O ile nowym, brutalnym stylom można przyznać niezwykła skutecznośc (większą niż w tradycyjnych SW) to kompletnie niezrozumiałe jest uprawianie XMA z punktu widzenia starcia w rzeczywistości. Chłopcy skaczą wysoko i wywijaja piruety. Machają nogami, ale wystarczy brutalna siła i ich umiejętności są do niczego.
Ale miało być w sprawie kendo i aikido....trochę się zapędziłem.

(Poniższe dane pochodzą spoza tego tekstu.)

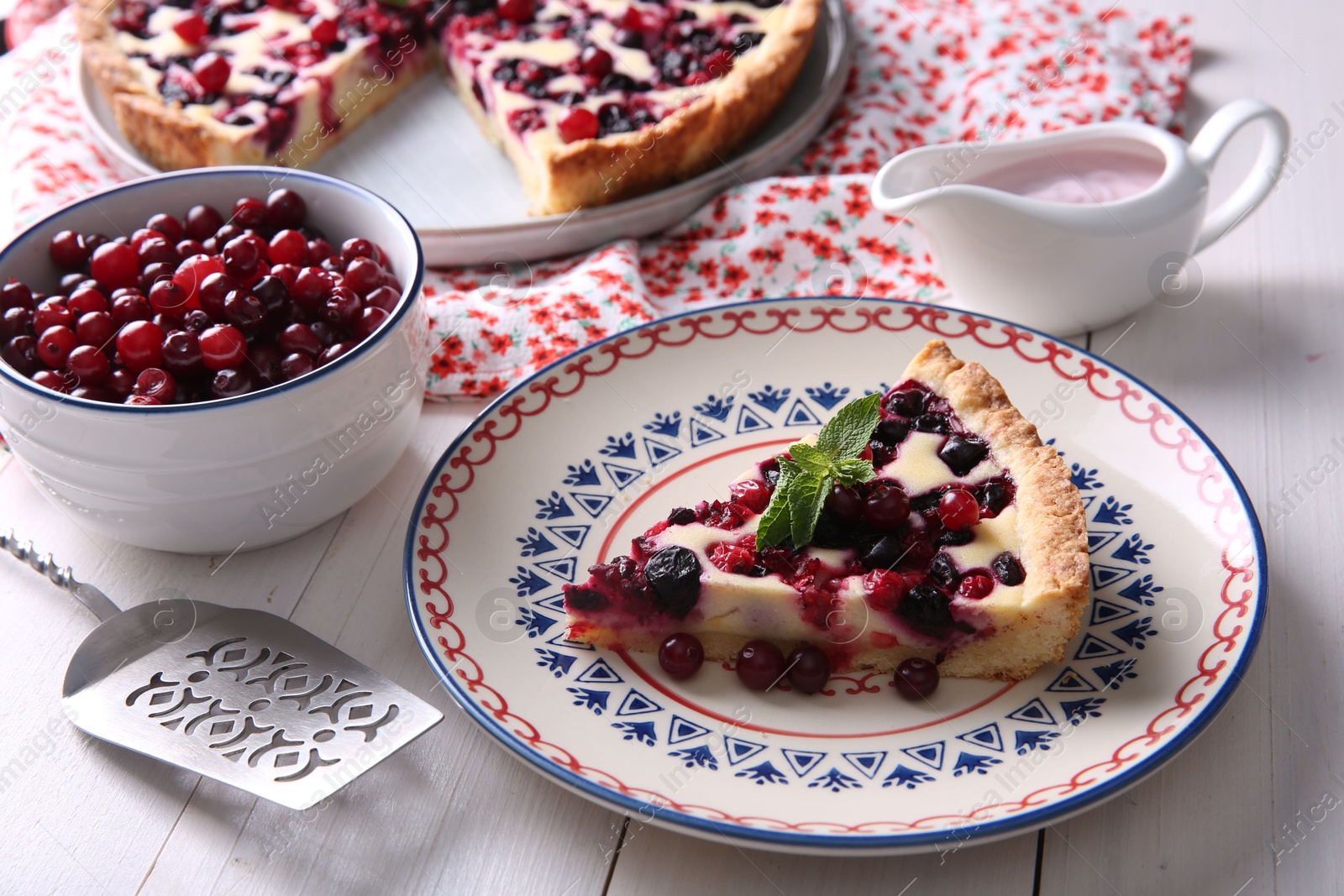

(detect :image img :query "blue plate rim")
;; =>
[402,296,1268,854]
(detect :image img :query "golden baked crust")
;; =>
[521,0,822,215]
[570,340,1087,681]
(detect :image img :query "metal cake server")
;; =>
[0,529,444,809]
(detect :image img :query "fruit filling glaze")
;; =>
[112,0,775,157]
[564,380,1026,669]
[0,190,402,406]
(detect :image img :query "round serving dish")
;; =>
[0,166,428,553]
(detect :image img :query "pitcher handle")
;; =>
[1189,99,1289,253]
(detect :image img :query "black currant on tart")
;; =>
[79,0,820,213]
[564,340,1087,679]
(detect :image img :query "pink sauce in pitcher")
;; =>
[970,149,1165,206]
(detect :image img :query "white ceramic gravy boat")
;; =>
[872,99,1289,334]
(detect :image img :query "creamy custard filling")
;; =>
[566,383,1026,652]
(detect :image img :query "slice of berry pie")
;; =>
[566,341,1087,679]
[78,0,822,213]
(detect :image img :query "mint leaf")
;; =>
[757,459,800,548]
[835,458,878,485]
[789,442,831,475]
[789,473,832,549]
[806,394,882,461]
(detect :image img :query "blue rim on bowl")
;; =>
[402,296,1268,853]
[0,165,425,415]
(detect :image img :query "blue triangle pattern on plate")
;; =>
[957,721,1004,752]
[546,525,593,548]
[1006,697,1055,726]
[723,735,764,766]
[780,747,827,778]
[668,715,710,744]
[643,437,681,466]
[784,398,822,426]
[1074,634,1125,659]
[688,417,724,448]
[602,461,643,490]
[738,405,774,435]
[536,558,578,585]
[840,750,887,778]
[1046,666,1097,693]
[570,491,613,520]
[616,688,663,716]
[1087,598,1138,626]
[1087,563,1134,591]
[574,657,625,685]
[900,740,943,771]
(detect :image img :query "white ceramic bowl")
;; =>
[0,166,428,553]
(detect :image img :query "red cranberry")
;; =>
[38,327,79,369]
[66,345,112,385]
[161,331,206,376]
[0,336,42,376]
[354,307,388,340]
[191,52,233,92]
[112,294,153,327]
[172,12,210,43]
[499,0,536,24]
[580,47,612,78]
[145,212,181,244]
[76,312,117,351]
[32,296,76,333]
[938,489,979,532]
[47,230,92,270]
[232,196,266,229]
[66,286,108,317]
[891,657,938,700]
[134,367,177,405]
[210,367,253,398]
[224,289,266,333]
[556,106,598,144]
[172,255,224,302]
[186,206,224,242]
[150,280,188,314]
[340,237,378,262]
[266,188,307,230]
[0,280,38,312]
[200,324,247,371]
[957,575,995,600]
[117,321,164,374]
[738,638,784,690]
[0,307,32,339]
[89,244,139,289]
[289,267,336,312]
[277,324,323,358]
[825,482,864,525]
[223,237,260,280]
[32,369,70,392]
[270,228,307,267]
[785,643,831,693]
[280,352,313,381]
[659,631,704,679]
[863,484,910,529]
[365,286,402,314]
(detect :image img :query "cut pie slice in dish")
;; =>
[566,341,1087,679]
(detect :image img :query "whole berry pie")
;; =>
[79,0,820,213]
[566,340,1087,679]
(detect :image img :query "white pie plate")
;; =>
[406,298,1265,854]
[71,0,853,266]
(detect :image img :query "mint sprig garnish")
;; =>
[757,395,882,548]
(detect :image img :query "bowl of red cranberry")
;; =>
[0,166,428,553]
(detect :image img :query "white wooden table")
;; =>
[0,0,1344,896]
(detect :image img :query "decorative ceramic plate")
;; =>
[406,300,1265,854]
[72,0,853,266]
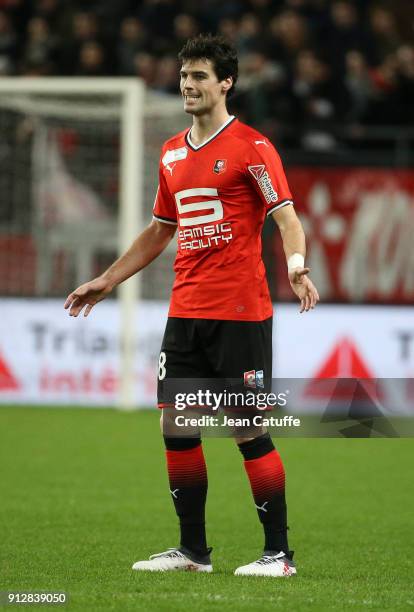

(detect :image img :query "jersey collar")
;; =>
[185,115,236,151]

Mieszkam we Wrocławiu i nasza sekcja kendo ledwo zipie jak na takie duże miasto. Regularnie trenuje jakieś 20 osób (a jest nas w mieście 700 000 mieszkańców). Aikido radzi sobie nieco lepiej, bo mamy jakies 2-3 całkiem dobrze funkcjonujące ośrodki. Ale to i tak jest niewiele jak na możliwości populacji. Generalnie to moim zdaniem po prostu kończy się moda na Sztuki Walki i zaczyna na inne rzeczy.